これほど有名な恐竜ですが、見つかっている化石は背骨や肋骨、足の骨など、ごく一部だけです。完全な全身骨格は見つかっていません。そのため、その巨大さは近縁の竜脚類と比べて推定されたもので、体重などの数字には大きな幅があります。「最大」をめぐっては、ほかの巨大竜脚類との議論も続いています。
これほどの巨体を支えるため、足は太い柱のようで、背骨には空気の入った空洞があり軽量化されていました。一歩進むだけでも大きなエネルギーが必要で、ゆっくりと歩いていたと考えられます。心臓や肺も、巨大な体に血液と空気を送るため、特別に発達していたはずです。

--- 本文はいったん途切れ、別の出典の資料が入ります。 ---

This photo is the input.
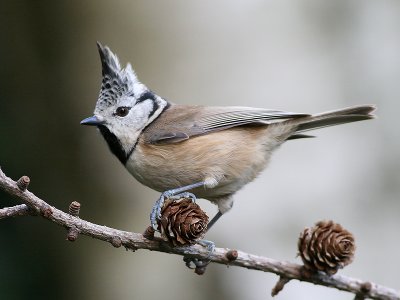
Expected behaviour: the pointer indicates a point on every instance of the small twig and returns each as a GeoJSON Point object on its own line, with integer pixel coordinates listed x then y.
{"type": "Point", "coordinates": [133, 241]}
{"type": "Point", "coordinates": [279, 286]}
{"type": "Point", "coordinates": [14, 211]}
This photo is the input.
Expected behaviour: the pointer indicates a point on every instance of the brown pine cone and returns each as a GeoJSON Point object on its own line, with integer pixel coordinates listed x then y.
{"type": "Point", "coordinates": [326, 247]}
{"type": "Point", "coordinates": [182, 222]}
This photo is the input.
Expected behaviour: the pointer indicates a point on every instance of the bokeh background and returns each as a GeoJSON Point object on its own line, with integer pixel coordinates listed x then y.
{"type": "Point", "coordinates": [297, 55]}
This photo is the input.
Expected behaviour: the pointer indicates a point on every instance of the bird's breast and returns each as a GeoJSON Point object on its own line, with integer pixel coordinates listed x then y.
{"type": "Point", "coordinates": [233, 157]}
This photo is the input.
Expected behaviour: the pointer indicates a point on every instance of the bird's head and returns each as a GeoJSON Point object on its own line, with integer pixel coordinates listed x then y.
{"type": "Point", "coordinates": [125, 106]}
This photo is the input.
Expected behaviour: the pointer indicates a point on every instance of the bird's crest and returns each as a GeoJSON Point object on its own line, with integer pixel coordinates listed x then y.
{"type": "Point", "coordinates": [116, 81]}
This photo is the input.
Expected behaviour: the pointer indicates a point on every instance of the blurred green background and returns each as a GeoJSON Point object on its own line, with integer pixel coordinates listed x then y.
{"type": "Point", "coordinates": [297, 55]}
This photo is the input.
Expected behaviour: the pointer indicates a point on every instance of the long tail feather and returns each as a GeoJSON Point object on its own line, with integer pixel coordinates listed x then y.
{"type": "Point", "coordinates": [331, 118]}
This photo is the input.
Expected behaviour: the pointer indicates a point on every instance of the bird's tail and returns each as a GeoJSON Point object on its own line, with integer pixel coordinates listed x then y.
{"type": "Point", "coordinates": [331, 118]}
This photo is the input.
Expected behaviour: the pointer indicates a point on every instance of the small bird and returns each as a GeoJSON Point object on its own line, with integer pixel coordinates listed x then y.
{"type": "Point", "coordinates": [211, 151]}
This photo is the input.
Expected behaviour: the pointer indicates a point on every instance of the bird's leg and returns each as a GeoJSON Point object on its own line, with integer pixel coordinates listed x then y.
{"type": "Point", "coordinates": [177, 193]}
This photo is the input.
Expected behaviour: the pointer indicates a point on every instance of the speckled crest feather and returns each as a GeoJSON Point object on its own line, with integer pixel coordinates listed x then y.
{"type": "Point", "coordinates": [116, 81]}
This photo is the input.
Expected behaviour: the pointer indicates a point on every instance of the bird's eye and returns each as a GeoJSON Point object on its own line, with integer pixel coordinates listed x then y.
{"type": "Point", "coordinates": [122, 111]}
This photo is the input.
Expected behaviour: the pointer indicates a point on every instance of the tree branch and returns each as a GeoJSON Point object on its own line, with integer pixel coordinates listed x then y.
{"type": "Point", "coordinates": [133, 241]}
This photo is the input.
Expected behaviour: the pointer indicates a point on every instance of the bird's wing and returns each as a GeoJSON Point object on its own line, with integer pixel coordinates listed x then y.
{"type": "Point", "coordinates": [180, 122]}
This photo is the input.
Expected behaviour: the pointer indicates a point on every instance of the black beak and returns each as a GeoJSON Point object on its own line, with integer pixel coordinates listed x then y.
{"type": "Point", "coordinates": [92, 121]}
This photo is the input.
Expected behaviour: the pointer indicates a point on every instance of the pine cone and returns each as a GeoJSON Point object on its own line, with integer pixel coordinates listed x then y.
{"type": "Point", "coordinates": [182, 222]}
{"type": "Point", "coordinates": [326, 247]}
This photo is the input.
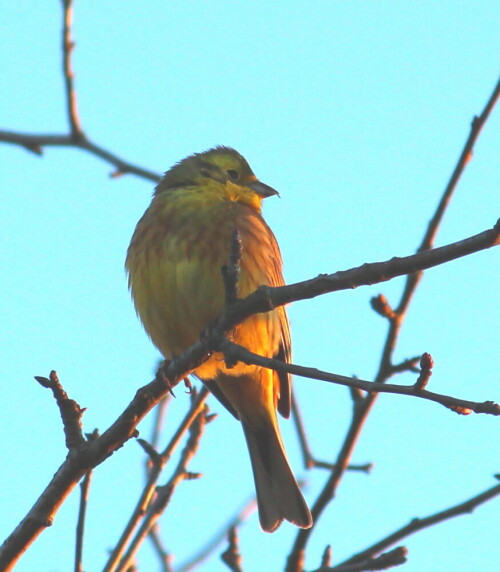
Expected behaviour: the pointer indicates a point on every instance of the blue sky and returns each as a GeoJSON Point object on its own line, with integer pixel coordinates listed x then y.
{"type": "Point", "coordinates": [356, 113]}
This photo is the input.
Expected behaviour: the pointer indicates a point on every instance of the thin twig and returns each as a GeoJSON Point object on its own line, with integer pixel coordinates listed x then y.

巨大な体を維持するため、アルゼンチノサウルスは一日中、大量の植物を食べ続けなければなりませんでした。長い首を左右に振って、その場から動かずに広い範囲の植物を口にできました。歯は植物をかみ取るのに適しており、よくかまずに丸のみして、大きな胃でゆっくり消化したと考えられます。
これほど巨大な恐竜でも、卵から生まれる赤ちゃんは小さなものでした。ティタノサウルス類は多数の卵を産み、集団で営巣した跡も見つかっています。小さく生まれた子どもは、肉食恐竜に狙われやすい時期をできるだけ早く脱するため、猛烈な勢いで成長したと考えられています。
アルゼンチノサウルスがいた白亜紀後期の南アメリカは、温暖で植物の豊かな氾濫原でした。同じ地域には、これを狩ったかもしれない巨大肉食恐竜ギガノトサウルスやマプサウルスもいました。巨大な植物食恐竜と巨大な肉食恐竜が共存する、迫力ある世界が広がっていたのです。